GitLab Image Signing

Introduction

Login.gov’s GitLab uses docker images to run various CI/CD jobs. Some of the runners are empowered to do Terrible Things with terraform, and thus, we need to lock down what images can be run on those runners. We are currently doing this by using the gitlab runner’s allowed_images feature. Info on how to manage that can be found in the env_deploy documentation.

But down the road, we believe that image signing is a better process. We are using Cosign to sign images in ECR and validate them on the runners.

Unfortunately, cosign is not supported natively by dockerd, and Docker Content Trust is not supported by ECR, so rather than just letting dockerd say “nope!”, we have an image killer process that runs every minute to check the signatures of the running images. If they fail, then the image killer will kill the container and log messages to syslog for us to alert on if we so desire.

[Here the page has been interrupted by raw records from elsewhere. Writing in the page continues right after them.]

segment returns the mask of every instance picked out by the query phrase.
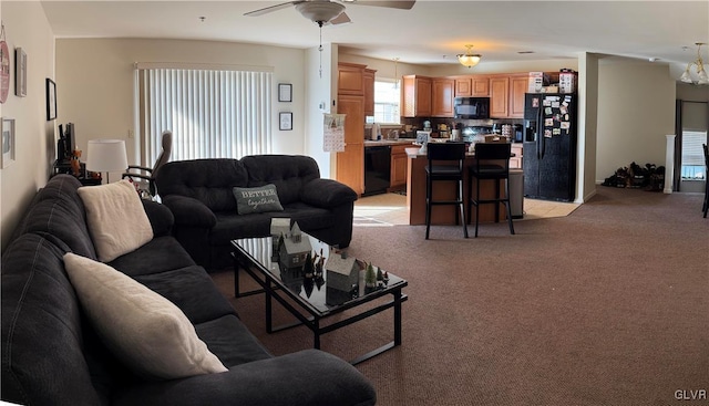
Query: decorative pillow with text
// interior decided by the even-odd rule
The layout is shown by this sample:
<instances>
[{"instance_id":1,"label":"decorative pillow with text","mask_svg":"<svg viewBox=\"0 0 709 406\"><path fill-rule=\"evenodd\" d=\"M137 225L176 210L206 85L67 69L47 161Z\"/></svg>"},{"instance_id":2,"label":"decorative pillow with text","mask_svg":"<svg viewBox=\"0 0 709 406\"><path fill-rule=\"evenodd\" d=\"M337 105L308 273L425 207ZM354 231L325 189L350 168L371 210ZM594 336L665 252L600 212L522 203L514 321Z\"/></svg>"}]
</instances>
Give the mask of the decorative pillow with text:
<instances>
[{"instance_id":1,"label":"decorative pillow with text","mask_svg":"<svg viewBox=\"0 0 709 406\"><path fill-rule=\"evenodd\" d=\"M64 254L64 268L99 336L136 374L176 379L227 371L169 300L71 252Z\"/></svg>"},{"instance_id":2,"label":"decorative pillow with text","mask_svg":"<svg viewBox=\"0 0 709 406\"><path fill-rule=\"evenodd\" d=\"M278 199L276 185L268 184L261 187L235 187L236 210L239 215L253 212L284 211Z\"/></svg>"},{"instance_id":3,"label":"decorative pillow with text","mask_svg":"<svg viewBox=\"0 0 709 406\"><path fill-rule=\"evenodd\" d=\"M141 197L127 180L79 188L99 260L111 262L153 239Z\"/></svg>"}]
</instances>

There are a couple of other signing systems out there, but none are as simple and supported by ECR as Cosign, so we are rolling with that. Cosign is also really well supported by various admission controllers in the k8s world, so this process should just become simpler and better once we containerize.

Implementation

A cosign signing key is set up by an admin using the identity-devops/bin/create_image_signing_key.sh script. It creates an asymmetric KMS key, stores the key ID in S3, and pulls the public key out and stores it in S3 as well. The key is only usable by FullAdmins.

Administrators then can sign images with identity-devops/bin/sign_image.sh, which pulls the key ID down and uses the KMS key to sign the specified image.

If the gitlab environment has node['identity_gitlab']['image_signing_verification'] set to true, a cron job will run on env_runners that will check the signatures of the images that are running and kill those that fail. It uses the public key stored in the S3 secrets bucket.

There are various options that can be configured to change the key used in the environment, or whether the key is common or env-specific.

Common Operational Tasks

Create Cosign Signing Key

This creates an asymmetric KMS signing key and puts <keyname>.keyid and <keyname>.pub in the common secrets bucket.

bin/create_image_signing_key.sh <keyname>

The default keyname used by the env_runners is image_signing. These keys are already created in the tooling-sandbox and tooling-prod accounts.

Sign Image

Once an image is built and you want to use it, you will look at the image to see whether it meets our standards for security (look at ECR scan results, etc). If you approve, then run sign_image.sh, and then you can specified the approved image to be used by gitlab in the .gitlab-ci.yml file.

bin/sign_image.sh image_signing <accountid>.dkr.ecr.us-west-2.amazonaws.com/cd/terraform_plan:@sha256:<SHA>

Notice that we are signing a particular sha256, not an image tag. Tags can change for an image, but not the image SHA, so that’s what we want to use.

Also notice that we are using the default image_signing key to sign it in the example. You may change that if you have your own key for your env.